La disputa por la cláusula gatillo volvió al centro de la escena en Chaco y expone una de las principales tensiones entre el Gobierno provincial y el sector docente. La Federación SITECH confirmó que el juicio para recuperar este mecanismo de actualización salarial continúa en trámite y exigió al Ejecutivo provincial que cumpla con lo dispuesto por el Superior Tribunal de Justicia (STJ).
El conflicto tiene un punto clave: la decisión de la gestión de Leandro Zdero de dejar de pagar la cláusula gatillo de manera unilateral en julio de 2025. La medida generó cuestionamientos no solo por su impacto en el bolsillo docente, sino también por el contraste con el discurso previo del actual gobernador, quien durante la campaña había defendido el mecanismo como herramienta para sostener el poder adquisitivo frente a la inflación. Incluso, en los primeros meses de su gestión, la cláusula fue utilizada como eje comunicacional en anuncios oficiales.

La publicidad del Zorro los primeros meses de su gobierno con una promesa de campaña que no pudo sostener a uno de los sectores que lo llevó a la silla de Marcelo T. De Alvear y Mitre. Ya van 10 meses de su decisión y la última palabra la tendrá la Justicia.
Un fallo que incomoda al Gobierno
El STJ consideró que la eliminación de la cláusula gatillo no se ajusta a derecho, apoyándose en normativa nacional e internacional, con menciones a criterios de la Corte Interamericana de Derechos Humanos. En ese marco, ordenó al Ejecutivo implementar medidas normativas y presupuestarias para recomponer el salario docente de manera urgente y suficiente, garantizando la intangibilidad de las remuneraciones.
Sin embargo, desde SITECH advierten que, hasta el momento, no hay señales claras de cumplimiento efectivo. El gremio solicitó formalmente que el Gobierno informe qué acciones concretas está llevando adelante para acatar el fallo.

Impacto directo en el salario docente
La suspensión de la cláusula gatillo se dio en un contexto de aceleración inflacionaria, lo que profundizó la pérdida del poder adquisitivo de los trabajadores de la educación. Para el sector sindical, la falta de actualización automática dejó a los salarios por detrás de los precios, generando un deterioro sostenido en los ingresos.
Este escenario alimenta el malestar en las bases docentes y reaviva el conflicto gremial, con la posibilidad de nuevas medidas de fuerza si no hay respuestas concretas.
Entre promesas y decisiones
El caso también abre un debate político sobre la coherencia entre las promesas de campaña y las decisiones de gestión.
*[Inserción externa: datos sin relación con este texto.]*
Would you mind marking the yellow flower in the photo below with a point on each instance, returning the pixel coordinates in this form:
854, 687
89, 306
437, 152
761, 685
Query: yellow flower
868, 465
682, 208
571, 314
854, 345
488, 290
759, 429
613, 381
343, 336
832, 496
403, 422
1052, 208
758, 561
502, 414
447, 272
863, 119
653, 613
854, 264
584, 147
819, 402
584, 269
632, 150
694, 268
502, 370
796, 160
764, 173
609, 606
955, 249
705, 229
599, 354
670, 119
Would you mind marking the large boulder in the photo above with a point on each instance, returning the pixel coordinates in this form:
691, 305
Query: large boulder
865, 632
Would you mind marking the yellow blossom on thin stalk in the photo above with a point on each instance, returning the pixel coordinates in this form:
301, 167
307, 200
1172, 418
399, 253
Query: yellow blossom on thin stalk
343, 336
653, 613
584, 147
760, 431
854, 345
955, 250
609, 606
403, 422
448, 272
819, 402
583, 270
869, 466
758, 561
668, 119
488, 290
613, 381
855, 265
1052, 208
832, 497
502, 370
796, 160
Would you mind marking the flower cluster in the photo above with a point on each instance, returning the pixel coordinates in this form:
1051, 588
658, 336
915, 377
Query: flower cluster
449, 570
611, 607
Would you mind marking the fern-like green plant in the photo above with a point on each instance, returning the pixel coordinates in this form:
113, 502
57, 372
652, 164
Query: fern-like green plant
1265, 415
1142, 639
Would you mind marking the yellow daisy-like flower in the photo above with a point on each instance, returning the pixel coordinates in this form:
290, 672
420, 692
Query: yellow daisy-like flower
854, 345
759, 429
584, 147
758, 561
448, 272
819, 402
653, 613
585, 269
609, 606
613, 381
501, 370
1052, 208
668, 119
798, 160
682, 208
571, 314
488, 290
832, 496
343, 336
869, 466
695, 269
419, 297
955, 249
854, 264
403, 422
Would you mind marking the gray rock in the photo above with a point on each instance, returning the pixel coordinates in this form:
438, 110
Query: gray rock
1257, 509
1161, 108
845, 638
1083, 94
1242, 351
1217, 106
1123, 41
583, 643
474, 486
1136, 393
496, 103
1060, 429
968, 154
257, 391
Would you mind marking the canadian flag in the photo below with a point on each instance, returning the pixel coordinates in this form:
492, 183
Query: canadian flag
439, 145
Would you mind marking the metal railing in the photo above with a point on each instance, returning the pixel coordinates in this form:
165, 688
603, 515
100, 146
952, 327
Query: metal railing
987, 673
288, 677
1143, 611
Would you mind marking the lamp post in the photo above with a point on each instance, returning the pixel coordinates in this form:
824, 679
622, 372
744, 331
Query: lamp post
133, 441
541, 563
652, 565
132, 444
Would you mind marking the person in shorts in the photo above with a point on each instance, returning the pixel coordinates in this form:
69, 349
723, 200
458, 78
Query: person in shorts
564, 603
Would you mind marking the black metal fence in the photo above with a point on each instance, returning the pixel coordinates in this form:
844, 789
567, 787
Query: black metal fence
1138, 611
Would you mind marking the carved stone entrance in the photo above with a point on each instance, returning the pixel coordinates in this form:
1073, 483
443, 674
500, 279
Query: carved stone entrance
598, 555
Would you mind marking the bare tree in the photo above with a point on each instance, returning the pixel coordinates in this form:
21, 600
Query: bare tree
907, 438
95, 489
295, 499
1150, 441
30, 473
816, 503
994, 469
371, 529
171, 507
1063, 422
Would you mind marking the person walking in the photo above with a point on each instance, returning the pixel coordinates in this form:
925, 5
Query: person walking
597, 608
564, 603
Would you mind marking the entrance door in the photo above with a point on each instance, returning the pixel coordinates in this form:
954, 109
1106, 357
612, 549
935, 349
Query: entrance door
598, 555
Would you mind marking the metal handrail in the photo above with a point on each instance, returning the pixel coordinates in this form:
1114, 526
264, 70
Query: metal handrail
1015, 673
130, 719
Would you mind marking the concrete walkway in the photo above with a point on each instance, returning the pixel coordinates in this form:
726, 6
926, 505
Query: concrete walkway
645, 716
La utilización de la cláusula gatillo como bandera electoral y su posterior eliminación configuran uno de los puntos más cuestionados de la actual administración provincial.
Mientras el expediente judicial sigue su curso, la presión sindical y el fallo del STJ colocan al Gobierno en una encrucijada: avanzar en una recomposición salarial acorde a lo ordenado por la Justicia o sostener una política que ya fue objetada en el plano legal.